An alternative is to insert a volume envelope on the track or audio bus and just dip it at the desired locations.
fallen wrote on 6/4/2010, 12:06 PM
Okay so this method (delete: click the Ignore Event Grouping button on the toolbar at the top of the screen, select the audio event, and delete. Click Ignore Event Grouping button again to keep re-group events.) worked.

Just a reply to the person who suggested replacing the audio....
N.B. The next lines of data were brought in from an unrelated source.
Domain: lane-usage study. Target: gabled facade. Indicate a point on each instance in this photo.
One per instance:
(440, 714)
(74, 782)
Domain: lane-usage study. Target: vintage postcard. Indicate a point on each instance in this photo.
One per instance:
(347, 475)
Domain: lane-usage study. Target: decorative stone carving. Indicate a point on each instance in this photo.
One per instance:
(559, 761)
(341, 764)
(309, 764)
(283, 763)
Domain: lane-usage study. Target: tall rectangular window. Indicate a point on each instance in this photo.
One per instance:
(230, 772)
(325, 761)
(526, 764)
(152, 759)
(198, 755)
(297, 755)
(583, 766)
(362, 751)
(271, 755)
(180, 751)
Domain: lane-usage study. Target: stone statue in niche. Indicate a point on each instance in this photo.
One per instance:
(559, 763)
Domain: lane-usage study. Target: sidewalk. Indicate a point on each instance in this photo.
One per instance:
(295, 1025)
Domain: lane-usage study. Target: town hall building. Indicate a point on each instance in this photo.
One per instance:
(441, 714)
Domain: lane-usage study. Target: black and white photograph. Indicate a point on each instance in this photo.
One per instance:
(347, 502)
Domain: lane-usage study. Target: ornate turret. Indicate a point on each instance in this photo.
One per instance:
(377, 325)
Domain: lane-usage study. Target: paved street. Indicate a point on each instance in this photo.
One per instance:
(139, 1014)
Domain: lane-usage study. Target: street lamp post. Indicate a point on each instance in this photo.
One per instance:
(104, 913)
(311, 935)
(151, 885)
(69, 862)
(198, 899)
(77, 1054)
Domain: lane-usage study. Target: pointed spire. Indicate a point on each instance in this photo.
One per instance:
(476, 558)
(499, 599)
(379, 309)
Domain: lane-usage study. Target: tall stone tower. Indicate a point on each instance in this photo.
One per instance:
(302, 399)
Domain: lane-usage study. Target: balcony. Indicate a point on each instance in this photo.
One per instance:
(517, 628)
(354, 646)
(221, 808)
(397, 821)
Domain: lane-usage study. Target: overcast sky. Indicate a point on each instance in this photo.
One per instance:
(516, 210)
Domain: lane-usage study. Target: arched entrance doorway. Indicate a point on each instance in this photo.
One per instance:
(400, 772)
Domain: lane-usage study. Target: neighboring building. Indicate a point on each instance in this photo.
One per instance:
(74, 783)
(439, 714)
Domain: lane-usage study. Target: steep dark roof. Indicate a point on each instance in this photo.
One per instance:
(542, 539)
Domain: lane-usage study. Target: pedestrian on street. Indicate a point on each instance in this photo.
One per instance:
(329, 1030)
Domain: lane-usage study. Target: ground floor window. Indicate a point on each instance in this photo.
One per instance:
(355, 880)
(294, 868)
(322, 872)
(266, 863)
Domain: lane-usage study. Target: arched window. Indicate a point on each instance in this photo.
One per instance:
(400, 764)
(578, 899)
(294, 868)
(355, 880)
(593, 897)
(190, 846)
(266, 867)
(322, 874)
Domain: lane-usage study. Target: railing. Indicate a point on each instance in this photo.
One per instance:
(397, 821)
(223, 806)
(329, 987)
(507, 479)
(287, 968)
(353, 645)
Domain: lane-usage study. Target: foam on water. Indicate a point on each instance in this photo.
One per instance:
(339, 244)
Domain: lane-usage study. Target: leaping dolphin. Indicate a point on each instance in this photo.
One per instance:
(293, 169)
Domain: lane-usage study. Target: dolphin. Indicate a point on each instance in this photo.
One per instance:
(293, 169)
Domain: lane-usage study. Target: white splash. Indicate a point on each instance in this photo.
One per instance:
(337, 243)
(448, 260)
I am taking a portion of the video (20 seconds) and stretching it out to make a slow motion replay. Since the non-slow motion clip has music in the background, when I slow it down the music sounds like loud slow motion noise, which is why I simply want to delete it.
gpsmikey wrote on 6/4/2010, 12:35 PM
You didn't do it the way I suggested - click on the clip to select it (NOT double click). Hit the letter "u" to un-group the audio/video. Click on the audio portion to select it and hit the "delete" key. I just did it again to make sure I hadn't forgotten something (wouldn't have been the first time). Works fine with any clip I have on the timeline (Vegas 9.0e) but I have also used that method in Vegas Movie Studio with no problems in the past.

mikey
Former user wrote on 6/4/2010, 1:21 PM
If you want to mute one EVENT. Hold the cursor near the top of the track and it will change to a HAND. Left Click and drag the line down, that will adjust the audio level for that event only. Bring it all the way down to mute. This way if you want the audio later, it is there in sync.

Dave T2
Soniclight wrote on 6/5/2010, 10:15 AM
For deletion, it seems to me the simplest way is the "u" (for "ungroup") version mentioned above that I use all the time: click on default grouped vid-audio, hit "u" key, then click on the audio file only, delete it. Done.
Arthur.S wrote on 6/6/2010, 5:05 AM
I go with DaveT2. Why delete the audio if you just want to drag the volume to zero? Another way is to click on the track then hit 'V'. This'll give you a rubber band to drag the volume up/down anywhere in the track to your hearts content. Just double click on the band to create a control point where you want it. Or.....hold down shift and then 'draw' with your pointer on the track. Vegas has so many ways to do what you want!
Chienworks wrote on 6/6/2010, 5:49 AM
There's also right-mouse-button click / Switches / Mute. That's my usual choice.
Soniclight wrote on 6/6/2010, 12:54 PM
Good points on keeping audio instead of deleting. In my case, I know I don't need it, so I delete them for I replace with music and so having extra empty or muted audio tracks just clutters up the project. Each situation warrants different approach.
DGates wrote on 6/6/2010, 1:39 PM
Don't be lazy in the future. Read the manual.
daryl wrote on 6/8/2010, 7:23 AM
One other easy way would be to simply drag the audio from the clip you want to mute straight down. This will create another audio track, which you can mute, leaving all the other clips untouched.
And, if you do want to put the audio back, just drag it back to the original track.